Grilling generally is a healthy cooking method because little or no fat is needed. But the intense, dry heat can quickly turn food tough and leathery, especially if you start with something lean.
Boneless, skinless chicken breasts, pork and beef tenderloin, as well as most white fish and shellfish, are healthy choices because they are all low in fat.
That also means they usually are low in flavor and moisture, too.
For these leaner proteins be sure to season assertively using marinades and rubs, plus keep an eye on the grill to avoid overcooking. And be sure to season with salt only just before grilling, as salt can draw moisture out of the meat.
As for the grilling itself, it's all about timing.
Boneless, skinless chicken and turkey breasts are best grilled quickly, over medium-high heat. Also, don't use a fork to turn your poultry or you'll just end up losing valuable moisture when you pierce the surface.

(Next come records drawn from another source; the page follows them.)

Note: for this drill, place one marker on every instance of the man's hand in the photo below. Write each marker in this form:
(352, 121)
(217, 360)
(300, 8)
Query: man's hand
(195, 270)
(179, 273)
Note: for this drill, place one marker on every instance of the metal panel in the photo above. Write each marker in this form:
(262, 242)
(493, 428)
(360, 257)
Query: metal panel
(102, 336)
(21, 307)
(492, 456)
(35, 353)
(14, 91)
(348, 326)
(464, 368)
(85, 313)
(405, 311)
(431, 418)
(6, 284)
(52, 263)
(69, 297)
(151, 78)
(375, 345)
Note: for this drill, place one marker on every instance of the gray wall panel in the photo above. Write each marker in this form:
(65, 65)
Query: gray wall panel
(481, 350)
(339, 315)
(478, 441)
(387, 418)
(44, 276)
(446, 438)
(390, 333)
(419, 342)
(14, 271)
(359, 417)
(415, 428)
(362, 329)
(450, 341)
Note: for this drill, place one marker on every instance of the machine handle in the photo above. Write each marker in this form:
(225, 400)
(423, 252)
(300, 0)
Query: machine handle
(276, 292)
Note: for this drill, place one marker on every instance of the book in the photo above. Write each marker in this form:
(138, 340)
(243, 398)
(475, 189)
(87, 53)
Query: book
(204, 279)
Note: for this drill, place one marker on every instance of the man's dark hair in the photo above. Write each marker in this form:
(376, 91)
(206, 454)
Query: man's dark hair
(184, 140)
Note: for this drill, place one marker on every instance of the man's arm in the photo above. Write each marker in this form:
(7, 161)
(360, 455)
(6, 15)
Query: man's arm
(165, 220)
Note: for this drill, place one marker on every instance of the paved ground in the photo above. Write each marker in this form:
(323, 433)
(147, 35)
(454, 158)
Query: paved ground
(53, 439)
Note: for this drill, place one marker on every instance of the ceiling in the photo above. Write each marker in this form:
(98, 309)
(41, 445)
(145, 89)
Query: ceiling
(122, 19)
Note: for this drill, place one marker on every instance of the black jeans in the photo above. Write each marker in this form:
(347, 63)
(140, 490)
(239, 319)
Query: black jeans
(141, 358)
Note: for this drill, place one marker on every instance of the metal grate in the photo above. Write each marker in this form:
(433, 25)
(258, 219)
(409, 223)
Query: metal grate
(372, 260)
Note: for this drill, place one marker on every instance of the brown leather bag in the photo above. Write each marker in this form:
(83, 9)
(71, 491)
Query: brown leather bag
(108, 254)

Grill chicken breasts for 4 to 5 minutes per side and turkey breasts for 3 to 4 minutes per side, or until they reach an internal temperature of 165 degrees F.
Grill whole pork tenderloins over medium-high until they reach an internal temperature of 155 degrees. The temperature will rise to the recommended 160 degrees if you let the pork sit for 5 minutes off the grill before slicing.
To keep lean cuts of beef, such as tenderloin and round steak, from drying out, it's best to grill them over medium-high heat to a doneness of not much more than medium-rare.
Unless you are grilling oily varieties of fish, such as salmon, tuna, mackerel and trout, most lighter-fleshed fish and shellfish should cook for just a few minutes per side over medium-high heat.
This recipe for fennel seed and thyme-crusted grilled shrimp uses an aromatic spice blend to create a flavorful crust. Cook the shrimp until they are just opaque, no more than 2 minutes per side.
To complete the meal, add a spicy arugula salad and some wedges of olive oil-misted grilled flatbread, which can easily be made using store-bought whole-wheat pizza dough.